From the photos we took in the field, most samples are simple samples, which are either negative samples with no overlap with real cracks or positive samples with significant overlap with real cracks. Although the individual loss of simple samples is tiny, if all the losses are computed, the convergence and precision of the model will be affected. Hard samples refer to boxes in the transition zone between foreground and background that are less readily identified. As shown in Fig. 16, our model does not detect the minute cracks in the complicated background. During network training, the loss of hard samples is relatively high.
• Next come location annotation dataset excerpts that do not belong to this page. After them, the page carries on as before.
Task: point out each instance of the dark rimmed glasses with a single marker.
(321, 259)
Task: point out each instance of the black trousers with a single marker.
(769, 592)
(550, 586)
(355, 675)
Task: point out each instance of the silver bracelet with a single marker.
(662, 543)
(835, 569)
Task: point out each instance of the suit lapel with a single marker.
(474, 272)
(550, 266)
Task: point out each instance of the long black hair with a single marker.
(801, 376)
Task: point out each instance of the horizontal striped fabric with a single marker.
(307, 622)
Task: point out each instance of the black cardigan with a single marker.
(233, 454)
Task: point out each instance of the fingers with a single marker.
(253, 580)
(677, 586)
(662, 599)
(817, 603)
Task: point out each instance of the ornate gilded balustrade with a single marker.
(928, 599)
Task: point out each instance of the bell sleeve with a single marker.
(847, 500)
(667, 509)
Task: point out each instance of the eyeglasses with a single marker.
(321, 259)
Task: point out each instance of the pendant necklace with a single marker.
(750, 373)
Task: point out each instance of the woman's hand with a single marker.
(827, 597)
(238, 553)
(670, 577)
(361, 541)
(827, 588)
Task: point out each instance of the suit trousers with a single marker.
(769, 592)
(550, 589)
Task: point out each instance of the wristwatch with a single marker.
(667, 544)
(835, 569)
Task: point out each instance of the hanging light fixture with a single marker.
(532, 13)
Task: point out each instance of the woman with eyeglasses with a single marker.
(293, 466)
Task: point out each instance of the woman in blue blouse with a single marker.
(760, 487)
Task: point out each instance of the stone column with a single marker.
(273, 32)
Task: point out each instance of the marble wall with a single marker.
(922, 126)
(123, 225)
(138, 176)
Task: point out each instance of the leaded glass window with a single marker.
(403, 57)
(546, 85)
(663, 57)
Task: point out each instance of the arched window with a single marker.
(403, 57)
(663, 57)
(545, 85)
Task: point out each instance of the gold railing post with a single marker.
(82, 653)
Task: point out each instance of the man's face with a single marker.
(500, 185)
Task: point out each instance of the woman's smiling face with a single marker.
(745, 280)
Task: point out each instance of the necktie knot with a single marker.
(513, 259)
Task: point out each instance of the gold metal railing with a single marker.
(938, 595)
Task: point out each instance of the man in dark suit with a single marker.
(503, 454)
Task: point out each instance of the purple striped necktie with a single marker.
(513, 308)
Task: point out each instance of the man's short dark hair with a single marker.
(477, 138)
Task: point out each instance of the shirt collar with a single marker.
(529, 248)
We want the model to learn from the optimized samples, as this portion of the training can enhance the accuracy of fracture detection. In the future, we will attempt to introduce Focal Loss [42] with dynamically updated weights to address the issue of sample imbalance.

Fig. 16
figure 16

Result of complex sample image testing

Conclusion

Bridge surface crack detection is integral to bridge health monitoring and is greatly important in automating civil engineering and infrastructure projects. Manual visual inspection of bridges could be labor-intensive, and working in particular geographical areas and under severe weather is dangerous. With regards to this, this paper introduced an object detection method to detect cracks on the surface of bridges. The first attempt was to use the YOLO v4 algorithm as the root. Some lightweight networks were used instead of the original backbone feature extraction network, and DenseNet, MobileNet, and GhostNet were selected for the lightweight networks. After training the method of replacing network structure, the experimental results showed that the YOLO v4 bridge crack detection algorithm based on the lightweight network took up memory was about five times smaller than the original model. But the accuracy of bridge surface crack detection would be slightly reduced. An improved YOLO v4 crack detection algorithm was designed for detection accuracy and speed. Before model training, the anchor was optimized, an attention mechanism with good results after multiple experiments was included, and the network's general structure was modified based on the crack characteristics. After the model training was completed, non-maximum suppression was used in the prediction. In response to the problem of positive and negative samples, we proposed a vision of what needs to be accomplished in future work. Experimental results showed that the proposed method's precision, recall, and F1 values were 93.96%, 90.12%, and 92%, respectively, higher than other advanced methods. And the model occupied only 23.4 MB of memory space and could reach 140.2 FPS, making it possible to deploy it on some mobile hardware platforms with limited computational power to meet the requirements of practical scenario applications.